In this issue of the Journal, Saito et al report on the efficacy and safety of prasugrel at LD/MD of 20/3.75 mg in Japanese patients with ACS undergoing PCI.9 Their multicenter, double-blind, randomized study demonstrated that prasugrel administered at the adjusted dose was associated with a low incidence of MACE (cardiovascular death, non-fatal MI, and non-fatal ischemic stroke). The incidence of MACE at 24 weeks was 9.4% in the prasugrel group and 11.8% in the clopidogrel group (risk reduction 23%, hazard ratio 0.77, 95% confidence interval 0.56–1.07). Although the study excluded patients with previous stroke, the incidence of major bleeding was similar in both groups (1.9% vs. 2.2% at 24 weeks). Furthermore, in the subgroup analysis of patients aged ≥75 years or weighing ≤60 kg, identified as the high risk group for bleeding in TRITON TIMI-38, the frequency of bleeding complications was also comparable between groups.

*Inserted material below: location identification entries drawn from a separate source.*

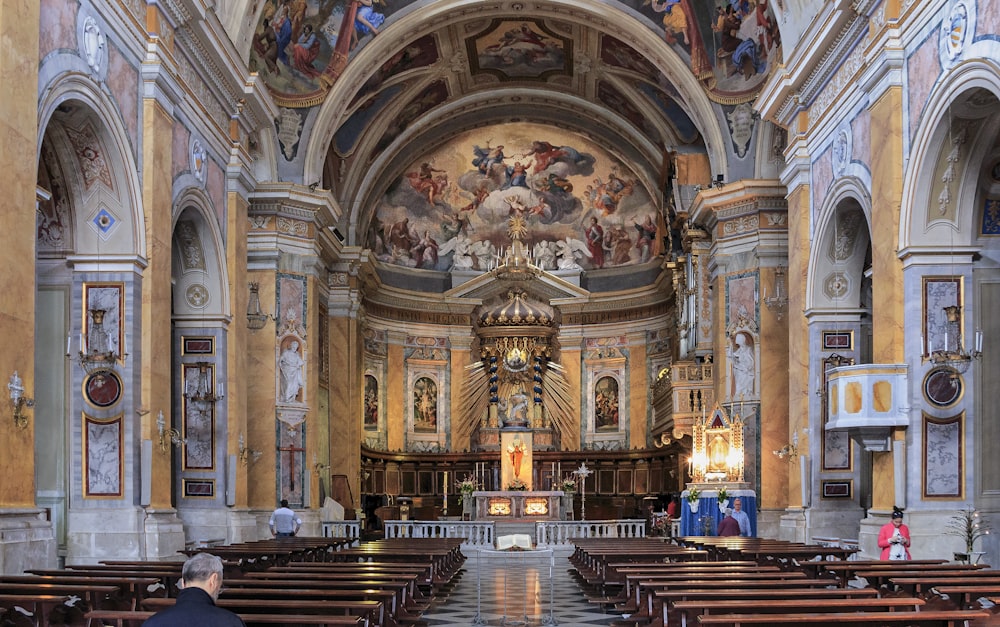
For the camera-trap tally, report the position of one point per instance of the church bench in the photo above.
(967, 593)
(636, 583)
(844, 570)
(649, 606)
(618, 575)
(132, 589)
(43, 609)
(688, 611)
(928, 618)
(135, 618)
(666, 598)
(94, 595)
(880, 578)
(404, 586)
(167, 578)
(372, 612)
(419, 575)
(917, 583)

In the PRASFIT-ACS study,9 it may be said that the adjusted dosing regimen of prasugrel for Japanese patients provided a perfect balance between the benefits of intensive platelet inhibition and possible risks of bleeding complications, and it produced favorable results. Although both the LD and MD of prasugrel administered in the PRASFIT-ACS study were approximately one-third of those in TRITON TIMI-38, the efficacy of prasugrel was maintained in Japanese patients as successfully as observed in TRITON TIMI-38. As recently demonstrated in the PACIFIC registry, a high proportion of ACS patients undergo PCI with stenting in Japan today.10 The J-AMI registry also reported that clopidogrel (LD/MD 300/75 mg) with aspirin was the current standard regimen of DAPT in Japan and in-hospital stent thrombosis or bleeding complication occurred in 1.5% and 1.9%, respectively.11 Furthermore, >60% of in-hospital cases of stent thrombosis occurred within 24 h after PCI and delayed clopidogrel loading was significantly correlated with the incidence of stent thrombosis. These results suggest that the slow onset of action of clopidogrel could be actually harmful in clinical practice of ACS treatment in Japan and several patients complicated by stent thrombosis might be poor metabolizers of CYP2C19 substrates, carrying genetic polymorphisms that are more prevalent in Japanese.12 As a recent study showed that prasugrel at lower than the recommended dose, as used in the PRASFIT-ACS study (LD/MD 20/3.75 mg), was superior to clopidogrel at the standard regimen (LD/MD 300/75 mg) in terms of antiplatelet effects,13 prasugrel has great potential to decrease in-hospital stent thrombosis. Importantly, the adjusted dosing regimen of prasugrel for Japanese patients also succeeded in minimizing the risk of bleeding compared with that of TRITON TIMI-38 (Figure). Because bleeding is known as an independent predictor of mortality of ACS patients,14 the reduction of bleeding complications with low-dose prasugrel as observed in the PRASFIT-ACS study would make Japanese interventional cardiologists accept the brand-new drug without hesitation.
Comparison of the incidence of TIMI major bleeding events between PRASFIT-ACS study and TRITON TIMI-38.
In conclusion, the adjusted dosing regimen of prasugrel for Japanese patients (LD/MD 20/3.75 mg) could optimize the balance between the beneficial and adverse effects of antiplatelet therapy in Japanese patients with ACS undergoing PCI.